Congenital Disorder of Glycosylation Type 1a (PMM2-CDG) is a rare genetic condition stemming from mutations in the PMM2 gene. This genetic alteration results in insufficient phosphomannomutase 2 (PMM2) activity, crucial in the complex glycosylation process. Glycosylation involves attaching sugar molecules to proteins and lipids, a process vital for properly functioning various proteins within the body. It is estimated that this disorder has a frequency in the general population of between 1 case per 50.000-100.000 individuals.
Congenital disorder of glycosylation type 1a genetic testing is included in Diagnostiki Athinon Monogenic Diseases Genetic Testing along with approximetaly 100 other inherited diseases, including cystic fibrosis (71 mutations) and hereditary breast cancer (genes BRCA1 415 mutations & BRCA2 419 mutations).
Individuals with PMM2-CDG often exhibit a spectrum of clinical symptoms, showcasing the variability and complexity of the disorder. These symptoms may manifest in infancy, but the onset, severity, and specific features can vary widely.

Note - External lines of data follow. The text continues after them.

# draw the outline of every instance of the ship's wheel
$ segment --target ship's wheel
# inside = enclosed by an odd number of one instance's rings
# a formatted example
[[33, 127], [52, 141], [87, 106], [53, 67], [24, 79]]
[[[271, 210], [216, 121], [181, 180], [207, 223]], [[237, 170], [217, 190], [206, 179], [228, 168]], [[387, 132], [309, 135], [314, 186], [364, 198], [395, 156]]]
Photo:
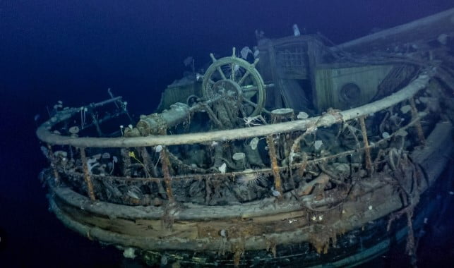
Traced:
[[219, 59], [213, 54], [210, 56], [213, 64], [203, 75], [203, 97], [207, 99], [234, 100], [240, 111], [239, 116], [243, 118], [260, 114], [265, 105], [265, 86], [256, 69], [258, 59], [249, 63], [237, 57], [234, 47], [232, 56]]

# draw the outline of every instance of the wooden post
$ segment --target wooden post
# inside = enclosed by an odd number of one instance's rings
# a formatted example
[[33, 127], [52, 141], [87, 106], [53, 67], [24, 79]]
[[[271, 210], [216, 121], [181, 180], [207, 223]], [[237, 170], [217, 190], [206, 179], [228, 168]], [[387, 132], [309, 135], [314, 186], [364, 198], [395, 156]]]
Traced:
[[279, 173], [277, 158], [276, 157], [276, 147], [274, 146], [272, 135], [266, 137], [266, 142], [268, 145], [268, 154], [270, 154], [270, 159], [271, 160], [271, 170], [273, 171], [273, 176], [274, 176], [274, 188], [275, 190], [279, 192], [280, 195], [277, 197], [280, 198], [282, 196], [282, 182], [280, 178], [280, 174]]
[[59, 185], [60, 184], [60, 175], [59, 174], [59, 171], [56, 169], [56, 162], [55, 161], [55, 156], [52, 151], [52, 146], [49, 143], [47, 143], [47, 149], [49, 149], [48, 157], [50, 159], [50, 164], [54, 171], [54, 181], [56, 185]]
[[359, 124], [361, 125], [361, 133], [363, 136], [363, 142], [364, 143], [364, 158], [366, 159], [366, 169], [369, 174], [373, 172], [372, 161], [371, 159], [371, 148], [369, 147], [369, 141], [367, 140], [367, 130], [366, 130], [366, 124], [364, 123], [364, 116], [361, 116], [359, 118]]
[[[414, 99], [411, 97], [408, 99], [408, 102], [412, 107], [412, 120], [417, 119], [418, 118], [418, 110], [416, 109]], [[417, 119], [417, 121], [414, 123], [414, 127], [416, 128], [416, 131], [418, 133], [418, 140], [419, 140], [419, 143], [422, 145], [424, 145], [424, 143], [426, 143], [426, 138], [424, 137], [424, 131], [422, 131], [422, 126], [421, 126], [421, 121], [419, 119]]]
[[169, 166], [170, 162], [169, 161], [169, 156], [165, 148], [161, 150], [161, 163], [162, 167], [162, 174], [164, 175], [164, 181], [165, 182], [165, 190], [167, 193], [167, 198], [171, 202], [174, 202], [174, 195], [172, 193], [172, 177], [170, 176], [170, 171], [169, 171]]
[[88, 192], [88, 197], [92, 201], [96, 200], [95, 197], [95, 191], [93, 190], [93, 183], [91, 181], [90, 172], [88, 171], [88, 164], [87, 163], [87, 157], [85, 156], [85, 149], [80, 147], [80, 160], [82, 160], [82, 167], [83, 169], [83, 178], [87, 184], [87, 191]]

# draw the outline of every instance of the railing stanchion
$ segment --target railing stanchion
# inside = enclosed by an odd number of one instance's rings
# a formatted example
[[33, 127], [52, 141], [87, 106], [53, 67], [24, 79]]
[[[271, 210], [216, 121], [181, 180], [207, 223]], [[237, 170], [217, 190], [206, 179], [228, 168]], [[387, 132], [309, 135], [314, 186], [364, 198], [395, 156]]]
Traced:
[[83, 178], [87, 183], [87, 192], [88, 192], [88, 197], [92, 201], [96, 200], [95, 197], [95, 190], [93, 190], [93, 183], [90, 176], [90, 171], [88, 170], [88, 163], [87, 162], [87, 157], [85, 155], [85, 149], [80, 147], [80, 160], [82, 161], [82, 167], [83, 169]]

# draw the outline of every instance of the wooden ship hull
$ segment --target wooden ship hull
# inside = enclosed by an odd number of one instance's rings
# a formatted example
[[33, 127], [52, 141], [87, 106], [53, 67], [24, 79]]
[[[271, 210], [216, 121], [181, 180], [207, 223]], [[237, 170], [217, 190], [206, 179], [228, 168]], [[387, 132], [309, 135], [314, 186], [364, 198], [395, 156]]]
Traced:
[[[212, 56], [203, 83], [169, 97], [186, 104], [119, 130], [111, 119], [131, 120], [121, 97], [57, 105], [37, 131], [50, 207], [82, 236], [150, 265], [344, 267], [404, 239], [414, 258], [414, 233], [444, 205], [434, 195], [453, 185], [439, 179], [453, 154], [453, 18], [333, 47], [267, 39], [253, 63], [234, 49]], [[385, 52], [364, 56], [371, 44]], [[411, 56], [400, 54], [412, 44]], [[298, 98], [311, 116], [296, 114]], [[86, 123], [95, 111], [104, 116]]]

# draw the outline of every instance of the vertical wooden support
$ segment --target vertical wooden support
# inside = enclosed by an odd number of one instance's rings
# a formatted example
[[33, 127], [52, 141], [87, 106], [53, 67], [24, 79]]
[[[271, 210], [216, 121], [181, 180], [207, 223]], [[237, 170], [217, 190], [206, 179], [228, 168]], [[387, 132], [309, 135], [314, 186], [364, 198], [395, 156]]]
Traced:
[[80, 150], [80, 160], [82, 160], [82, 167], [83, 169], [83, 178], [87, 184], [87, 191], [88, 192], [88, 197], [92, 201], [95, 201], [95, 191], [93, 190], [93, 183], [91, 181], [90, 172], [88, 171], [88, 163], [87, 162], [87, 157], [85, 156], [85, 149], [79, 148]]
[[47, 143], [47, 149], [49, 150], [49, 155], [47, 157], [50, 159], [50, 164], [54, 171], [54, 181], [55, 182], [55, 185], [58, 185], [60, 184], [60, 175], [59, 174], [59, 171], [56, 169], [56, 162], [55, 161], [55, 156], [52, 151], [52, 146], [49, 143]]
[[[408, 99], [410, 105], [412, 107], [412, 120], [414, 120], [418, 117], [418, 110], [416, 109], [416, 104], [414, 104], [414, 99], [411, 97]], [[414, 127], [416, 128], [416, 131], [418, 134], [418, 140], [419, 140], [419, 143], [422, 145], [424, 145], [426, 143], [426, 138], [424, 137], [424, 133], [422, 131], [422, 126], [421, 126], [421, 121], [418, 119], [414, 123]]]
[[372, 160], [371, 159], [371, 148], [369, 147], [369, 140], [367, 140], [367, 130], [366, 130], [366, 124], [364, 123], [364, 116], [361, 116], [359, 118], [359, 124], [361, 125], [361, 133], [363, 137], [363, 142], [364, 143], [364, 158], [366, 159], [366, 169], [370, 175], [373, 172], [372, 169]]
[[121, 157], [123, 157], [123, 176], [131, 176], [131, 157], [129, 156], [129, 148], [121, 148]]
[[277, 166], [277, 158], [276, 157], [276, 147], [274, 145], [273, 135], [270, 135], [266, 137], [266, 142], [268, 145], [268, 154], [271, 160], [271, 170], [274, 176], [274, 188], [275, 190], [280, 194], [279, 198], [282, 196], [282, 182], [279, 173], [279, 166]]
[[172, 193], [172, 177], [170, 176], [170, 171], [169, 171], [170, 162], [169, 161], [169, 156], [167, 155], [167, 151], [165, 148], [162, 148], [161, 150], [161, 164], [167, 198], [169, 198], [169, 202], [173, 202], [175, 200], [174, 199], [174, 195]]
[[97, 132], [97, 135], [99, 137], [102, 137], [102, 131], [101, 130], [101, 127], [100, 126], [100, 123], [97, 121], [97, 118], [96, 118], [96, 116], [95, 116], [95, 114], [91, 114], [92, 119], [93, 120], [93, 123], [95, 124], [95, 126], [96, 127], [96, 131]]

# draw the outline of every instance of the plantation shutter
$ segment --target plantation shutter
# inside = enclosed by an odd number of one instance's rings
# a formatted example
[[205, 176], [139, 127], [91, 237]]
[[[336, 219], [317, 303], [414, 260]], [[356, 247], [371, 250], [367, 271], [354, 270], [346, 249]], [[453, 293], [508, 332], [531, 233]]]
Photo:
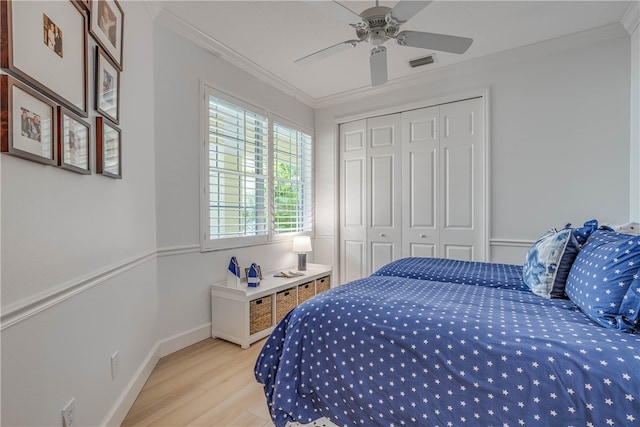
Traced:
[[312, 140], [273, 123], [273, 232], [311, 231], [313, 226]]
[[209, 239], [268, 235], [267, 117], [208, 96]]

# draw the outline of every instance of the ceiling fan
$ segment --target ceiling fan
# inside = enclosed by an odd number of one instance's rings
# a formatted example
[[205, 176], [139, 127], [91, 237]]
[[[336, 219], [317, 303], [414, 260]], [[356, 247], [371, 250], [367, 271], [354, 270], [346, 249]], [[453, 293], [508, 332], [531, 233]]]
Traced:
[[376, 5], [357, 14], [337, 1], [310, 1], [314, 7], [325, 10], [342, 19], [356, 31], [356, 38], [329, 46], [310, 55], [297, 59], [305, 64], [326, 58], [335, 53], [356, 47], [363, 42], [371, 43], [374, 48], [369, 53], [371, 67], [371, 85], [379, 86], [387, 82], [387, 48], [382, 46], [393, 39], [400, 46], [418, 47], [462, 54], [469, 49], [473, 39], [449, 36], [445, 34], [425, 33], [422, 31], [400, 31], [400, 26], [424, 9], [431, 1], [399, 1], [393, 8]]

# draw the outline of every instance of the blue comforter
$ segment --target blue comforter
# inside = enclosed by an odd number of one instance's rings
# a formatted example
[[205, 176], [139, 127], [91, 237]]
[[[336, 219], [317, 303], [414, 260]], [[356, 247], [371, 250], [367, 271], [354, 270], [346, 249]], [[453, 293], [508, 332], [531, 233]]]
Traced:
[[640, 425], [638, 336], [521, 284], [384, 275], [396, 267], [277, 325], [255, 365], [277, 426]]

Neurological abnormalities are common, leading to developmental delay, intellectual disability, hypotonia (low muscle tone), and ataxia (lack of coordination). Seizures may also be a part of the clinical presentation. Beyond the neurological domain, PMM2-CDG can affect other organ systems, potentially leading to issues such as liver dysfunction, coagulation abnormalities, and eye involvement.
Gastrointestinal symptoms are frequently observed, including feeding difficulties and failure to thrive. Some affected individuals may display subtle dysmorphic facial features.
Three groups are distinguished according to the clinical severity of the symptoms: the infantile form, the late infantile form, and the adult form. The infantile form is the most severe and develops after birth, in which axial hypotonicity, hyporeflexia, strabismus, and developmental delay are observed. Symptoms can be very intense, and there are cases with severe neurological damage in which patients do not survive more than one year. Cerebellar hypoplasia, hepatomegaly, and retinitis pigmentosa may occur.
In the late infantile form (onset between 3-10 years of age), hypotonia, ataxia, delayed motor and language development, seizures, retinitis pigmentosa, and skeletal abnormalities occur.
Symptoms that develop in adult form are usually less severe; peripheral neuropathy and retinitis pigmentosa occur. Skeletal alterations and premature aging, defects in the development of the gonads such as hypogonadism, and increased risk of deep vein thrombosis have also been observed.
PMM2-CDG is inherited in an autosomal recessive manner, requiring both parents to carry a mutated PMM2 gene for a child to be affected. Genetic testing is instrumental in diagnosing PMM2-CDG, involving the identification of mutations in the PMM2 gene. Additionally, laboratory analysis of glycosylation patterns in blood samples may contribute to the diagnostic process.
Currently, there is no cure for PMM2-CDG. Management is primarily supportive, focusing on addressing specific symptoms and complications. Multidisciplinary care, including physical and occupational therapy, is often recommended to enhance the quality of life for affected individuals.
Genetic counseling is a crucial component for families impacted by PMM2-CDG. It provides valuable insights into the inheritance pattern, facilitates understanding of the condition's implications, and assists in assessing the risk for future generations. Research continues to deepen our understanding of PMM2-CDG, offering hope for improved therapeutic approaches in the future. Early diagnosis and comprehensive medical care remain essential for optimizing outcomes in individuals with this rare genetic disorder.
The ancestry population's three most common pathogenic variants are c.422G>A, c.338C>T, and c.357C>A. The c.422G>A variant (p.Arg141His) is found in approximately 40% of individuals in the compound heterozygous state. It has not been observed in homozygosis because it is estimated to be lethal. This mutation is associated with a severe phenotype. Functional studies indicate that the enzyme's activity is null, which supports the idea that in homozygosis, it is lethal early in development.
The c.338C>T (p.Pro113Leu) mutation is common throughout Europe and has been found in both homozygosis and compound heterozygosis. It consists of a highly conserved amino acid substitution for which functional studies show a residual activity of 19-43% relative to regular enzyme activity.
The c.357C>A (p.Phe119Leu) mutation is frequently found in Northern Europe, where the c.422G>A + c.357C>A genotype constitutes the majority of pathogenic variants.
The genetic test of Congenital Disorder of Glycosylation Type 1a (PMM2-CDG) analyzes the 15 most frequent pathogenic mutations of the PMM2 gene.
With the technique used for genetic testing, only the gene's specific mutations, which are the most important and frequent in the literature, are analyzed. However, it should be noted that there are likely other gene or chromosomal mutations in the gene to be tested, which cannot be identified with this method. Different analysis techniques can be used for these cases, such as, e.g., next-generation sequencing (NGS).